Dorothee replied, that she had been accustomed to be present at the dance of the vintage, and she did not wish to be absent now; ‘but if I can get away, madam, I will,’ said she.

Emily then hastened to the dining-room, where the Count conducted himself with the courtesy, which is inseparable from true dignity, and of which the Countess frequently practised little, though her manner to Emily was an exception to her usual habit. But, if she retained few of the ornamental virtues, she cherished other qualities, which she seemed to consider invaluable. She had dismissed the grace of modesty, but then she knew perfectly well how to manage the stare of assurance; her manners had little of the tempered sweetness, which is necessary to render the female character interesting, but she could occasionally throw into them an affectation of spirits, which seemed to triumph over every person, who approached her. In the country, however, she generally affected an elegant languor, that persuaded her almost to faint, when her favourite read to her a story of fictitious sorrow; but her countenance suffered no change, when living objects of distress solicited her charity, and her heart beat with no transport to the thought of giving them instant relief;—she was a stranger to the highest luxury, of which, perhaps, the human mind can be sensible, for her benevolence had never yet called smiles upon the face of misery.

In the evening, the Count, with all his family, except the Countess and Mademoiselle Bearn, went to the woods to witness the festivity of the peasants. The scene was in a glade, where the trees, opening, formed a circle round the turf they highly overshadowed; between their branches, vines, loaded with ripe clusters, were hung in gay festoons; and, beneath, were tables, with fruit, wine, cheese and other rural fare,—and seats for the Count and his family. At a little distance, were benches for the elder peasants, few of whom, however, could forbear to join the jocund dance, which began soon after sun-set, when several of sixty tripped it with almost as much glee and airy lightness, as those of sixteen.

The musicians, who sat carelessly on the grass, at the foot of a tree, seemed inspired by the sound of their own instruments, which were chiefly flutes and a kind of long guitar. Behind, stood a boy, flourishing a tamborine, and dancing a solo, except that, as he sometimes gaily tossed the instrument, he tripped among the other dancers, when his antic gestures called forth a broader laugh, and heightened the rustic spirit of the scene.

The Count was highly delighted with the happiness he witnessed, to which his bounty had largely contributed, and the Lady Blanche joined the dance with a young gentleman of her father’s party. Du Pont requested Emily’s hand, but her spirits were too much depressed, to permit her to engage in the present festivity, which called to her remembrance that of the preceding year, when St. Aubert was living, and of the melancholy scenes, which had immediately followed it.
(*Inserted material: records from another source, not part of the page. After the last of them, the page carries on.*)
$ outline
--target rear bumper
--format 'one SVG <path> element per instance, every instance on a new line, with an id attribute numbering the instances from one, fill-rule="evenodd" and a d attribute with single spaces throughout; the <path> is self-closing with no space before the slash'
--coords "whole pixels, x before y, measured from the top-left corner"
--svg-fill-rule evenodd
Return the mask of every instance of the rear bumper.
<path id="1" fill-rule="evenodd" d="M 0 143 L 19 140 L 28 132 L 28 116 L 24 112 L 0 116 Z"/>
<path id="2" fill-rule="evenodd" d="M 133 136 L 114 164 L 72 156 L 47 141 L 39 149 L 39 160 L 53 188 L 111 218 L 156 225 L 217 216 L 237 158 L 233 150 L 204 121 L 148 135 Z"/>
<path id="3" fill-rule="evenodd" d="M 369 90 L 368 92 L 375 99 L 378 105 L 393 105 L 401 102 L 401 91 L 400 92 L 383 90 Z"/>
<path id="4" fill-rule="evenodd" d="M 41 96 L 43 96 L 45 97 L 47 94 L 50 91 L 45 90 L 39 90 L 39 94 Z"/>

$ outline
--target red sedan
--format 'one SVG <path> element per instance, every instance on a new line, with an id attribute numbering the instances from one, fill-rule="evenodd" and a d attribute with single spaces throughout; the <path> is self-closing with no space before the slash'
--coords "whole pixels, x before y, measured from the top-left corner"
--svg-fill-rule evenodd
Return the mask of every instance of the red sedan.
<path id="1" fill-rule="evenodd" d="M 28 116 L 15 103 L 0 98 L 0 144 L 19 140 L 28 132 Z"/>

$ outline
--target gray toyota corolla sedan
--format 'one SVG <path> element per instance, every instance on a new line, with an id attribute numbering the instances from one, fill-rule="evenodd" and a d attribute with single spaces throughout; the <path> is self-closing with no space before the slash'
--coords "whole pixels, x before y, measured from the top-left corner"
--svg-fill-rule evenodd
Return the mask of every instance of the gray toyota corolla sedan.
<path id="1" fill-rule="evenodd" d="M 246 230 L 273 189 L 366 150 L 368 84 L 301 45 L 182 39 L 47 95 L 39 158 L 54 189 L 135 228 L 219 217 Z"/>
Overcome by these recollections, she, at length, left the spot, and walked slowly into the woods, where the softened music, floating at a distance, soothed her melancholy mind. The moon threw a mellow light among the foliage; the air was balmy and cool, and Emily, lost in thought, strolled on, without observing whither, till she perceived the sounds sinking afar off, and an awful stillness round her, except that, sometimes, the nightingale beguiled the silence with

  Liquid notes, that close the eye of day.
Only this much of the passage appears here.